Ms Gillard was ousted from power last month after three years, but spoke to BBC Wales presenter Huw Edwards for the programme Wales in Australia while she was still in office.

The Barry-born lawyer-turned-politician left Wales with her parents, John and Moira, and her elder sister, Alison, in 1966 at the age of four, and told Edwards that she had no "original memories" of the country.

But she went on say that her family's Welsh background had inspired her.

Asked why her family made the decision to emigrate, Ms Gillard said: "It was a mix of things.
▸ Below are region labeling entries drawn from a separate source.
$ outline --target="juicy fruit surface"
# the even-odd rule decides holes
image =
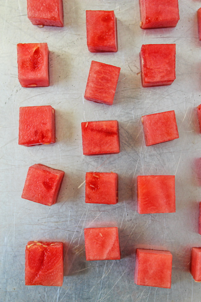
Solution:
[[[174,110],[144,116],[142,122],[147,146],[179,138]]]
[[[171,288],[172,256],[170,252],[137,248],[135,261],[135,283]]]
[[[63,270],[62,242],[28,243],[25,250],[25,285],[61,286]]]
[[[118,200],[118,175],[116,173],[86,173],[85,202],[114,204]]]
[[[175,212],[175,178],[170,175],[138,176],[138,212]]]
[[[84,229],[87,260],[120,259],[118,228]]]
[[[90,51],[117,51],[113,11],[86,11],[87,46]]]
[[[176,26],[179,20],[178,0],[140,0],[143,28]]]
[[[64,173],[40,164],[29,168],[22,198],[51,206],[55,204]]]
[[[81,126],[84,155],[120,152],[117,121],[85,122],[82,123]]]
[[[23,87],[49,86],[47,43],[19,43],[17,46],[18,79]]]
[[[85,98],[112,105],[120,69],[116,66],[92,61]]]
[[[48,106],[20,107],[19,145],[28,147],[54,142],[54,109]]]
[[[143,45],[140,52],[143,87],[169,85],[176,79],[175,44]]]
[[[27,16],[34,24],[62,27],[62,0],[27,0]]]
I was born with bronchial pneumonia.

"I was very sick as a child and (my parents) were told by doctors that I would always find it difficult in Welsh winters and perhaps have to miss a lot of school, and that weighed on their mind.

"And Dad thought to himself that there was more economic opportunity in Australia, that it was a big thing to do but ultimately the family would be better off.
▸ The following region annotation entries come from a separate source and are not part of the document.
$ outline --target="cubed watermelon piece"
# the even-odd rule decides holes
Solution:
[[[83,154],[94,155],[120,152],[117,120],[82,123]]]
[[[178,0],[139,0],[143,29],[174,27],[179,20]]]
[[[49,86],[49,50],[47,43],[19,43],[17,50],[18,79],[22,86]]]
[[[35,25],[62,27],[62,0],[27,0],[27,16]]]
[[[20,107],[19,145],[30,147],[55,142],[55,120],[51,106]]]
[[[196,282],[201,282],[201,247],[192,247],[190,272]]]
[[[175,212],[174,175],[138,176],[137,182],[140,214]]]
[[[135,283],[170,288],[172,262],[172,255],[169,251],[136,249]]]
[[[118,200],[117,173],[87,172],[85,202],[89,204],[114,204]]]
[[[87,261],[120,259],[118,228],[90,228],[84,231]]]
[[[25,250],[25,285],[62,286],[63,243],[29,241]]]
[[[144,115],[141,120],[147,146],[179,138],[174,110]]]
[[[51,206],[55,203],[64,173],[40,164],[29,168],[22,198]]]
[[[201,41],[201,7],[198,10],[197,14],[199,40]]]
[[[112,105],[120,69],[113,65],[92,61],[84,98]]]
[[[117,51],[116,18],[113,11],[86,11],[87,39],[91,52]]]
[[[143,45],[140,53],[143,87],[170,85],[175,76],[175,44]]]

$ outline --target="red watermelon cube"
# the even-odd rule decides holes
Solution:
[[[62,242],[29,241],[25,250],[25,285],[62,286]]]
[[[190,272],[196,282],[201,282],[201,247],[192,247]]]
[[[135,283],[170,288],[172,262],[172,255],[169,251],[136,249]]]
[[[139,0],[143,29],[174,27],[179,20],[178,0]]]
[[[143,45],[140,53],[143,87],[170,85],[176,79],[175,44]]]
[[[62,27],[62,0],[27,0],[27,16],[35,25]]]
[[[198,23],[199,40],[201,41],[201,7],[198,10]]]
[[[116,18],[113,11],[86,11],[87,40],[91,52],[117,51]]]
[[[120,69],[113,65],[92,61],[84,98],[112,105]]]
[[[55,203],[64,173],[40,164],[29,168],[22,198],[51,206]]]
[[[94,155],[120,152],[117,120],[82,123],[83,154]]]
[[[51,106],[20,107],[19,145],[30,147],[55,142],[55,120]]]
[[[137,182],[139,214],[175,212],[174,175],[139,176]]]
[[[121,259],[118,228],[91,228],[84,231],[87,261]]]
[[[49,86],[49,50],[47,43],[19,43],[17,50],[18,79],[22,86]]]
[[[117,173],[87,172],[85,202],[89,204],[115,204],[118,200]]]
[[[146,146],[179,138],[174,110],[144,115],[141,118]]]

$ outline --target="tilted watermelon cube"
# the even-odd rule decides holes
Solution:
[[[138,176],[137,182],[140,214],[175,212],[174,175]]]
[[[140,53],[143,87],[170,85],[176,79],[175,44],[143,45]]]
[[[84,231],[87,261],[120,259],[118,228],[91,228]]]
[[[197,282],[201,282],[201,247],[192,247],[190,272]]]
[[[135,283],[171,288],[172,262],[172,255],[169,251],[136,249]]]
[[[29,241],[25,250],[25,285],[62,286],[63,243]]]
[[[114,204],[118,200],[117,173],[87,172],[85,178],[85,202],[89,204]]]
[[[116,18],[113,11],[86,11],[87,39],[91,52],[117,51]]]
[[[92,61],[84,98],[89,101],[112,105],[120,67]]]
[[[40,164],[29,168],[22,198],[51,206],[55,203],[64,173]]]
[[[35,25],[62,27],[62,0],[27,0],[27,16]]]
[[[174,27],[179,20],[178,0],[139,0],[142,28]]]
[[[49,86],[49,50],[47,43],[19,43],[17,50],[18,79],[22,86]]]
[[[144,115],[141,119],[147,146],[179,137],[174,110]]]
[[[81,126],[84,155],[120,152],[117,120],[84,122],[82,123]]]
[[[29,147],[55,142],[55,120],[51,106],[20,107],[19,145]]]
"And so all of that came together to reinforce a decision of yes, we're going to go, and we went."

'Couldn't go back'

Image caption,

Huw Edwards met Ms Gillard at The Lodge, the Australian PM's official residence in Canberra

She said the move halfway around the world was made in an era when international telephone calls were booked with the operator and the price of airline tickets was "astronomically high" compared with people's incomes.
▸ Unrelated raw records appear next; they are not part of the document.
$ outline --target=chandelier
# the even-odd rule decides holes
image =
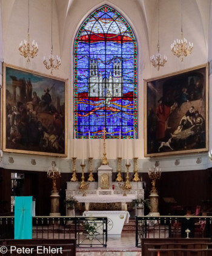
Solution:
[[[27,62],[30,61],[30,58],[33,58],[38,55],[38,47],[37,43],[33,41],[31,45],[30,45],[30,2],[28,0],[28,32],[27,32],[27,40],[24,40],[24,44],[22,41],[19,44],[18,50],[21,56],[24,58],[27,58]]]
[[[157,29],[157,54],[156,56],[154,55],[150,57],[150,61],[152,65],[154,67],[157,67],[157,71],[159,70],[160,67],[163,67],[165,63],[167,61],[167,57],[164,55],[164,58],[162,60],[161,55],[160,54],[160,45],[159,42],[159,2],[158,1],[158,29]]]
[[[189,42],[188,44],[187,40],[184,38],[184,33],[182,30],[182,0],[181,2],[182,12],[181,12],[181,39],[174,40],[174,43],[171,44],[171,50],[174,55],[177,57],[181,57],[181,61],[184,61],[184,57],[187,57],[191,54],[193,47],[193,43]]]
[[[54,56],[53,55],[53,44],[52,44],[52,0],[51,0],[51,54],[48,56],[48,59],[47,60],[45,57],[44,57],[44,61],[43,63],[47,69],[51,69],[51,74],[53,75],[53,70],[54,69],[58,69],[59,67],[61,64],[61,60],[59,57],[56,55],[56,59],[54,60]],[[48,62],[49,61],[49,62]]]

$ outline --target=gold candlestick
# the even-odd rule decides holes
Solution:
[[[126,181],[125,181],[125,184],[124,187],[126,190],[130,190],[132,188],[132,186],[131,185],[130,182],[130,178],[129,178],[129,168],[130,168],[130,164],[126,164],[125,165],[127,167],[127,177],[126,177]]]
[[[151,181],[151,190],[150,191],[150,193],[157,193],[157,191],[155,187],[155,182],[156,179],[159,179],[161,178],[161,168],[160,170],[159,170],[159,168],[154,167],[153,168],[149,169],[148,171],[148,176],[149,178],[152,179]]]
[[[140,178],[138,175],[137,161],[138,157],[133,157],[134,161],[134,178],[133,181],[140,181]]]
[[[83,191],[82,196],[86,196],[85,190],[87,190],[89,186],[89,183],[85,182],[85,176],[84,176],[84,168],[85,164],[81,164],[82,168],[82,181],[80,184],[79,189]]]
[[[52,179],[51,193],[58,193],[58,191],[56,188],[56,180],[61,177],[61,171],[53,165],[48,170],[47,177]]]
[[[123,181],[123,179],[121,176],[121,161],[122,159],[122,157],[117,157],[118,159],[118,167],[117,167],[117,171],[118,171],[118,175],[117,175],[117,178],[116,179],[116,181],[118,181],[119,182],[120,182],[121,181]]]
[[[95,179],[93,176],[92,159],[93,159],[93,157],[88,157],[89,165],[90,165],[90,175],[89,175],[89,178],[88,179],[88,181],[90,181],[90,182],[95,181]]]
[[[72,157],[73,159],[73,174],[70,181],[76,182],[78,181],[76,175],[76,157]]]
"You couldn't just go back," she said.

Asked how difficult the transition was, Ms Gillard replied: "They found it pretty hard.

"They had a lot of advantages - the language, you know. Our journey is nothing compared with the people who came here not speaking a word of English and had to get to grips with the language as well.

"But even with the benefit of speaking English Mum and Dad do remember it as a difficult time.

"They actually arrived in a drought and so it was economically tough. It was hard for Dad to get a job and they had a sense that Australia was a bit behind Wales then.

"Mum talks of having to let her skirts down because they were too short."

'See you later, mate'

Ms Gillard also explained how her father was caught out early on by an everyday Australian expression.

"Dad tells this story of being on the bus late at night, coming home from work, and the bus driver saying to him: 'See you later, mate'.

"And Dad going home and saying to my mum: 'Gee, the bus driver's coming round' and it taking them a while to work out that this was just a way of saying goodbye, rather than: 'I'll be at your house for a cup of tea fairly soon.' "

Ms Gillard told Edwards that growing up with just her immediate family around her made her want to return to Wales to find out more about her extended family.

Image caption,

Moira and John Gillard found the transition from Wales difficult, said Ms Gillard

"Everybody else had aunties, uncles, grandmothers, you know the whole lot, and we didn't and so I wanted to know where all of our people were.

Enduring influence

"My idea of who we are and what sort of formed us was really built through their eyes and their stories about Wales and I was really keen to get back and see it for myself."

Although she said her commitments had made an official visit difficult in practical terms, Ms Gillard insisted the land of her birth has been an enduring influence on her.

"It's really a very keen shaper of my political values," she said.

"My father is from Cwmgwrach, from one of the coalmining villages in south Wales, and he particularly transmitted values that he learned in his coal mining village, in his family home.

Image caption,

Ms Gillard paid tribute to her father's love of Dylan Thomas when he died in 2012

"To him trade unionism was everything. It was mandatory to be part of the union and it was the only way that working people ever got a chance or ever got a fair deal, if they got in to the union. So a real, almost, religion with him and that came through.

"My mother grew up in Barry from a more middle-class family. Her father was an engineer. But she too always had a great sense of social justice and what was right.

"So both of them, their Welsh heritage, their Welsh values and background, shaped me."

Wales in Australia with Huw Edwards can be seen on BBC One Wales on Thursday 18 July at 21:00 BST.